The Securities and Exchange Commission (SEC) is answering to denying a whistleblower award in a new court session.
An appeals court upheld the U.S. Securities and Exchange Commission’s decision to deny a whistleblower award in a case involving short seller Carson Block, while at the same time broadly questioning how the agency decides who receives awards from its cash-for-tips program.
Last year, the Justice Department targeted Muddy Waters for flooding the market with fake orders, also known as ‘spoofing’.
Founder of Muddy Waters, Carson Block was served with a search warrant by an FBI agent.
The ongoing investigation was one of the many probes targeting hedge funds for illegal short selling strategies at the time.
Claimant Jamie Doe filed a whistleblower award application with the SEC, claiming to be a principal author of a 2011 report published by equity research firm Muddy Waters that contained information of the alleged misconduct.
His application was denied by the agency even though the SEC order cited the report in its investigation and settlement and credited Doe as an author of the report.
The SEC said Doe failed to provide the information directly to the SEC as the staff found the public report themselves, disqualifying Doe as a whistleblower.
The Third Circuit decision on Friday agreed with the SEC’s decision, saying the appellant failed to demonstrate the SEC acted arbitrarily in concluding his application failed to meet the whistleblower requirements.
The award was instead given to Kevin Barnes, the direct informant in the case.
Hedge Fund Planned Whistleblower Scheme
To complicate matters, Muddy Waters’ CEO planned this whistleblower event only to get sued by his accomplice in the end.
Kevin Barnes, a private investor, last year sued Carson Block in New York federal court, saying that the two men worked together in producing the research that ultimately led to the SEC award and that they agreed to share proceeds from legal or regulatory actions stemming from their research, The Wall Street Journal previously reported.
Barnes is seeking $7 million from Block.
Cason Block is suing Barnes for defamation claiming he has suffered damages of more than $75,000.
A magistrate judge in the Texas case suggested in March the case be dismissed, to which Block objected.
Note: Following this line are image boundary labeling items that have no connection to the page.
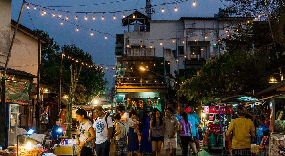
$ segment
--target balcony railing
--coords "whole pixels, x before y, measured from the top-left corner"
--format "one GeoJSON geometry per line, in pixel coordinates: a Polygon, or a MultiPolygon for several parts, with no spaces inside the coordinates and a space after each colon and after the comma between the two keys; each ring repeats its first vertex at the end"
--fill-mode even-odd
{"type": "Polygon", "coordinates": [[[164,87],[168,81],[164,78],[116,78],[116,85],[118,86],[164,87]]]}
{"type": "Polygon", "coordinates": [[[211,54],[209,54],[197,55],[187,54],[187,60],[205,60],[206,59],[210,58],[210,57],[211,54]]]}

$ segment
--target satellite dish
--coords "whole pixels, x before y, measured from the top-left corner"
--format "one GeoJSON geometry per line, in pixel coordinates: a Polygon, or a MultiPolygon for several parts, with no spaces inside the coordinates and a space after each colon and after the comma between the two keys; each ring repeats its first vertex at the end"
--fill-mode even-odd
{"type": "Polygon", "coordinates": [[[152,9],[152,12],[154,13],[155,13],[155,9],[152,9]]]}

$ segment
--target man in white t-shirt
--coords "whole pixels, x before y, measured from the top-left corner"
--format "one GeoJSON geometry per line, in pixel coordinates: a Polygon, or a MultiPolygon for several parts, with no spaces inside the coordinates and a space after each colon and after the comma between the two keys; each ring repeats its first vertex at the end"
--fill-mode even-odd
{"type": "Polygon", "coordinates": [[[120,106],[117,107],[117,111],[121,115],[121,121],[126,126],[127,134],[129,135],[129,114],[125,111],[124,107],[120,106]]]}
{"type": "Polygon", "coordinates": [[[93,140],[93,148],[96,149],[97,155],[109,156],[113,121],[111,117],[103,113],[103,108],[101,106],[95,106],[94,111],[98,117],[94,120],[93,125],[96,132],[95,139],[93,140]],[[108,129],[106,118],[107,118],[108,129]]]}

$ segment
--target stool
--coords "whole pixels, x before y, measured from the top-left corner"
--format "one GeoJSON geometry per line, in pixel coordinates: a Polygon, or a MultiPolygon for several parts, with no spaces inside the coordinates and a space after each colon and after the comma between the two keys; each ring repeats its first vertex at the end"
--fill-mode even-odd
{"type": "Polygon", "coordinates": [[[256,140],[256,143],[258,145],[260,144],[260,143],[261,142],[261,140],[262,140],[262,138],[263,138],[264,137],[264,136],[263,135],[258,135],[256,136],[257,140],[256,140]]]}
{"type": "Polygon", "coordinates": [[[195,140],[195,144],[196,146],[197,151],[200,151],[200,142],[198,140],[195,140]]]}

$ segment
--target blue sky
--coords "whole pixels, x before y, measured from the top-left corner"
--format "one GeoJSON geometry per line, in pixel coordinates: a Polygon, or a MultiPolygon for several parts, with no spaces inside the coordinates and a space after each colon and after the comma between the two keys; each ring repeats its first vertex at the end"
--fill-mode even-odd
{"type": "MultiPolygon", "coordinates": [[[[79,7],[46,7],[59,10],[66,10],[75,12],[113,12],[121,10],[131,10],[136,9],[145,7],[146,0],[97,0],[96,1],[36,1],[28,0],[26,2],[33,3],[39,6],[68,6],[98,4],[117,1],[121,1],[108,4],[93,5],[79,7]]],[[[178,1],[170,0],[152,0],[152,5],[178,1]]],[[[152,20],[178,20],[181,17],[213,17],[214,14],[217,13],[220,7],[223,7],[222,2],[218,0],[197,0],[196,5],[194,6],[192,4],[193,1],[189,0],[178,3],[176,5],[178,11],[174,11],[175,4],[164,5],[165,11],[161,12],[162,6],[154,7],[156,13],[152,15],[152,20]]],[[[11,18],[17,21],[19,16],[22,1],[12,1],[11,18]]],[[[29,28],[34,29],[31,20],[29,17],[28,10],[25,7],[23,11],[20,20],[20,24],[29,28]]],[[[94,63],[96,64],[103,65],[105,68],[106,66],[108,68],[115,66],[116,62],[115,58],[115,38],[111,35],[107,35],[107,39],[105,39],[105,34],[111,34],[115,36],[116,34],[123,33],[124,30],[128,29],[127,26],[122,26],[121,19],[123,12],[116,13],[115,15],[116,19],[113,18],[113,13],[106,13],[104,14],[104,19],[101,19],[102,13],[95,14],[96,18],[93,19],[93,14],[87,14],[87,20],[84,18],[85,13],[78,13],[78,19],[75,19],[75,14],[69,14],[69,21],[76,25],[85,27],[102,32],[103,33],[95,31],[84,29],[78,27],[79,31],[76,31],[77,26],[65,21],[63,21],[63,24],[60,24],[61,20],[53,17],[48,14],[44,16],[41,15],[42,11],[38,9],[42,8],[38,7],[38,9],[34,9],[34,6],[30,5],[29,11],[31,18],[36,29],[42,30],[47,32],[50,37],[53,37],[58,44],[60,46],[70,44],[72,42],[76,46],[82,49],[83,50],[90,54],[92,56],[94,63]],[[92,32],[93,35],[91,36],[92,32]]],[[[47,9],[47,12],[52,14],[54,12],[58,16],[60,13],[62,18],[65,19],[67,14],[64,12],[60,12],[57,11],[54,11],[47,9]]],[[[138,10],[141,12],[144,13],[143,9],[138,10]]],[[[132,14],[133,11],[125,11],[124,13],[126,16],[132,14]]],[[[112,86],[113,76],[114,73],[111,71],[105,72],[105,78],[109,81],[109,84],[107,87],[112,86]]]]}

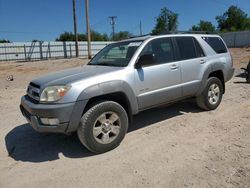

The New York case is pending.
“Mr. Barnes looks forward to continuing his meritorious claims against Mr. Block for breach of their partnership agreement in the ongoing Southern District of New York matter.
Mr. Barnes will not be dissuaded by spurious accusations in improper venues,” Evan Fried, an attorney at law firm Slarskey who is representing Barnes, said in an email.
Other SEC News Today
Bankers are urging the SEC to looking into manipulative trading, particularly into abusive short selling.
Earlier this month, Reuters reported that the White House had vowed to monitor the possibility of illegal short selling as shares in the banking sector plunged.
Now The American Bankers Association on is urging federal regulators to investigate significant short sales of publicly traded banking equities that it said were “disconnected from the underlying financial realities.”
Retail investors are raising concerns over the banking sector’s requests, stating that the SEC should address manipulative trading practices in individual company stocks too, not just within the banking sector.
“We urge the SEC to consider all its existing tools and to take measures to reduce the avenues for abusive trading practices and restore investor confidence,” the banking group said.
“These measures include, at a minimum, a clear message and appropriate enforcement actions against market manipulation and other abusive short selling practices.”
Days after White House press secretary Karine Jean-Pierre said President Biden’s administration was looking into short seller activity around bank shares in the United States, triggering predictions of a possible ban, JPMorgan CEO has expressed his view that short-selling of bank stocks should, indeed, be prohibited.
Specifically, Jamie Dimon believes that regulators “vigorously” go after unscrupulous short-sellers, or anyone doing anything wrong in terms of stock options, derivatives, and short-sales, as he told Bloomberg TV anchor Francine Lacqua in an interview published on May 11.